Accelerate ML with Amazon SageMaker HuggingFace

Amazon SageMaker Hugging Face is a powerful tool for streamlining machine learning workflows. It integrates the popular Hugging Face Transformers library with SageMaker's automated machine learning capabilities.

With SageMaker Hugging Face, you can easily deploy pre-trained models to production environments. This eliminates the need for manual model deployment and reduces the risk of human error.

The platform also provides a range of pre-built models and datasets, making it easy to get started with machine learning projects.

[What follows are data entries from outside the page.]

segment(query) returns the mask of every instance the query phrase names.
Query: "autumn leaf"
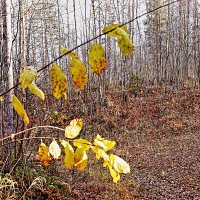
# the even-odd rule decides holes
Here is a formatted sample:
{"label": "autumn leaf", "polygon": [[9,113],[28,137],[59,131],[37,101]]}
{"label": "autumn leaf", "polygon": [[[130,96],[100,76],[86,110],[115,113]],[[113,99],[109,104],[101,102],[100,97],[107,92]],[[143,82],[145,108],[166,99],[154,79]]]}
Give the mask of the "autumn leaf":
{"label": "autumn leaf", "polygon": [[[61,52],[63,54],[66,54],[69,52],[69,50],[62,48]],[[83,90],[85,84],[88,82],[86,67],[79,60],[79,57],[75,53],[70,52],[67,55],[72,58],[70,62],[70,73],[72,75],[72,81],[74,83],[74,86],[79,90]]]}
{"label": "autumn leaf", "polygon": [[88,163],[88,156],[83,148],[77,148],[74,155],[75,167],[78,171],[83,171]]}
{"label": "autumn leaf", "polygon": [[[126,167],[126,169],[124,170],[124,172],[128,171],[127,170],[127,166],[123,162],[121,162],[121,160],[120,161],[118,160],[119,157],[118,158],[113,158],[114,155],[111,154],[111,155],[113,155],[113,156],[111,156],[111,158],[112,158],[112,162],[111,162],[110,156],[104,150],[100,149],[97,146],[95,146],[95,147],[92,146],[91,149],[96,153],[96,158],[98,160],[100,158],[103,158],[103,160],[104,160],[103,161],[103,166],[109,168],[110,174],[111,174],[111,176],[113,178],[113,182],[114,183],[117,183],[119,181],[119,179],[120,179],[120,173],[123,173],[122,170],[119,170],[119,169],[121,169],[121,166],[125,166]],[[115,160],[115,164],[114,164],[114,160]],[[118,161],[116,161],[116,160],[118,160]],[[117,168],[117,170],[116,170],[115,167]]]}
{"label": "autumn leaf", "polygon": [[24,123],[27,126],[29,124],[29,118],[26,114],[24,106],[21,104],[21,102],[15,95],[13,95],[12,104],[17,114],[20,116],[20,118],[24,121]]}
{"label": "autumn leaf", "polygon": [[75,53],[73,53],[73,52],[70,52],[68,49],[66,49],[66,48],[61,48],[61,53],[62,54],[67,54],[67,56],[70,56],[71,58],[77,58],[77,59],[79,59],[78,58],[78,55],[76,55]]}
{"label": "autumn leaf", "polygon": [[77,137],[82,129],[83,122],[82,119],[74,119],[70,122],[65,128],[65,137],[69,139],[73,139]]}
{"label": "autumn leaf", "polygon": [[113,178],[113,182],[117,183],[120,179],[120,174],[117,172],[110,164],[108,164],[108,168],[110,170],[110,174]]}
{"label": "autumn leaf", "polygon": [[60,140],[60,143],[63,145],[63,147],[65,148],[66,147],[66,145],[68,144],[68,141],[66,141],[66,140]]}
{"label": "autumn leaf", "polygon": [[57,110],[54,110],[54,111],[53,111],[53,115],[57,116],[57,115],[58,115],[58,111],[57,111]]}
{"label": "autumn leaf", "polygon": [[37,76],[37,70],[32,66],[24,67],[24,70],[20,74],[19,82],[21,84],[22,89],[26,89]]}
{"label": "autumn leaf", "polygon": [[35,94],[36,96],[38,96],[42,100],[45,99],[44,93],[42,92],[42,90],[40,90],[37,87],[37,85],[35,85],[35,83],[29,84],[28,89],[29,89],[29,91],[30,91],[31,94]]}
{"label": "autumn leaf", "polygon": [[105,67],[108,65],[108,61],[104,57],[104,49],[100,44],[93,44],[89,50],[89,64],[91,71],[100,75]]}
{"label": "autumn leaf", "polygon": [[101,147],[105,152],[111,150],[115,145],[115,141],[109,141],[97,135],[94,140],[94,145]]}
{"label": "autumn leaf", "polygon": [[124,161],[122,158],[120,158],[119,156],[111,154],[110,164],[119,173],[124,173],[124,174],[130,173],[129,164],[126,161]]}
{"label": "autumn leaf", "polygon": [[134,46],[129,38],[129,35],[121,28],[117,28],[117,42],[119,48],[124,56],[132,55],[134,51]]}
{"label": "autumn leaf", "polygon": [[50,164],[51,158],[49,153],[49,148],[41,142],[38,150],[38,157],[44,166],[48,166]]}
{"label": "autumn leaf", "polygon": [[37,76],[37,70],[32,66],[24,67],[22,71],[19,82],[21,84],[22,89],[29,88],[29,91],[32,94],[37,95],[42,100],[45,99],[44,93],[35,85],[35,77]]}
{"label": "autumn leaf", "polygon": [[84,150],[89,150],[91,146],[91,143],[85,139],[74,140],[73,144],[75,147],[82,148]]}
{"label": "autumn leaf", "polygon": [[55,140],[53,140],[49,145],[49,153],[53,156],[55,160],[60,160],[61,149]]}
{"label": "autumn leaf", "polygon": [[96,158],[99,160],[100,158],[103,158],[104,161],[110,161],[109,155],[99,147],[91,146],[91,149],[96,153]]}
{"label": "autumn leaf", "polygon": [[74,165],[74,149],[69,144],[69,142],[66,142],[65,140],[63,140],[61,144],[65,148],[65,158],[64,158],[65,167],[67,169],[71,169]]}
{"label": "autumn leaf", "polygon": [[124,56],[133,54],[134,45],[130,40],[130,33],[125,26],[111,24],[103,29],[103,33],[107,33],[109,36],[114,36],[117,38],[119,48]]}
{"label": "autumn leaf", "polygon": [[3,101],[3,97],[2,96],[0,96],[0,101]]}
{"label": "autumn leaf", "polygon": [[126,26],[121,26],[120,24],[110,24],[103,29],[103,33],[109,36],[116,37],[118,35],[116,29],[120,26],[122,30],[124,30],[127,34],[130,34]]}
{"label": "autumn leaf", "polygon": [[55,64],[50,68],[51,82],[53,86],[53,96],[60,99],[62,96],[67,98],[67,78],[60,66]]}
{"label": "autumn leaf", "polygon": [[83,90],[88,82],[88,76],[85,65],[77,58],[72,58],[70,63],[70,73],[75,87]]}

These models and datasets are specifically designed for natural language processing and computer vision tasks.

By leveraging the strengths of both Hugging Face and SageMaker, you can accelerate your machine learning development process and focus on more complex tasks.

Explore further: Ollama Huggingface Models

What Is Hugging Face LLM Inference?

Hugging Face LLM Inference DLC is a purpose-built container for deploying Large Language Models (LLMs) in a secure and managed environment.

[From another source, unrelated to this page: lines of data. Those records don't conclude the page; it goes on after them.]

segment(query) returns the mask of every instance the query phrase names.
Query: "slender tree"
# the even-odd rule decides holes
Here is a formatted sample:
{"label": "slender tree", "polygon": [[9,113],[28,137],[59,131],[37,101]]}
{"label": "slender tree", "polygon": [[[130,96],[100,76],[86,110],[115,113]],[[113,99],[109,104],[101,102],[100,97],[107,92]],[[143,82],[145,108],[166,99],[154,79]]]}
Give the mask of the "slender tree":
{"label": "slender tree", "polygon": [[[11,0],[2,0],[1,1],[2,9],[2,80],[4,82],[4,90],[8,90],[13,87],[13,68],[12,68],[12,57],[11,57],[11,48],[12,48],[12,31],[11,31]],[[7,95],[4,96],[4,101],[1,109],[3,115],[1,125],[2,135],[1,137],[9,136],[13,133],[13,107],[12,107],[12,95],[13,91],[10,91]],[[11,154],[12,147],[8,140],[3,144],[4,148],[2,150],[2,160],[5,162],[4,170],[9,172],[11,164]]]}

It's powered by Text Generation Inference (TGI), an open-source solution that enables high-performance text generation using Tensor Parallelism and dynamic batching.

Curious to learn more? Check out: Long Text Summarization Huggingface

Credit: youtube.com, SageMaker JumpStart: deploy Hugging Face models in minutes!

TGI is already used by customers like IBM and Grammarly, and it's optimized for popular open-source LLMs such as StarCoder, BLOOM, GPT-NeoX, Llama, and T5.

The DLC implements various optimizations, including Tensor Parallelism and custom CUDA kernels, optimized transformers code for inference, quantization, and accelerated weight loading.

Here are some of the technologies used in TGI:

Tensor Parallelism and custom CUDA kernels
Optimized transformers code for inference using flash-attention
Quantization with bitsandbytes
Continuous batching of incoming requests
Accelerated weight loading with safetensors
Logits warpers (temperature scaling, topk, repetition penalty ...)
Watermarking with A Watermark for Large Language Models
Stop sequences, Log probabilities
Token streaming using Server-Sent Events (SSE)

With the Hugging Face LLM Inference DLC on Amazon SageMaker, AWS customers can benefit from these technologies and deploy LLM models with high concurrency and low latency.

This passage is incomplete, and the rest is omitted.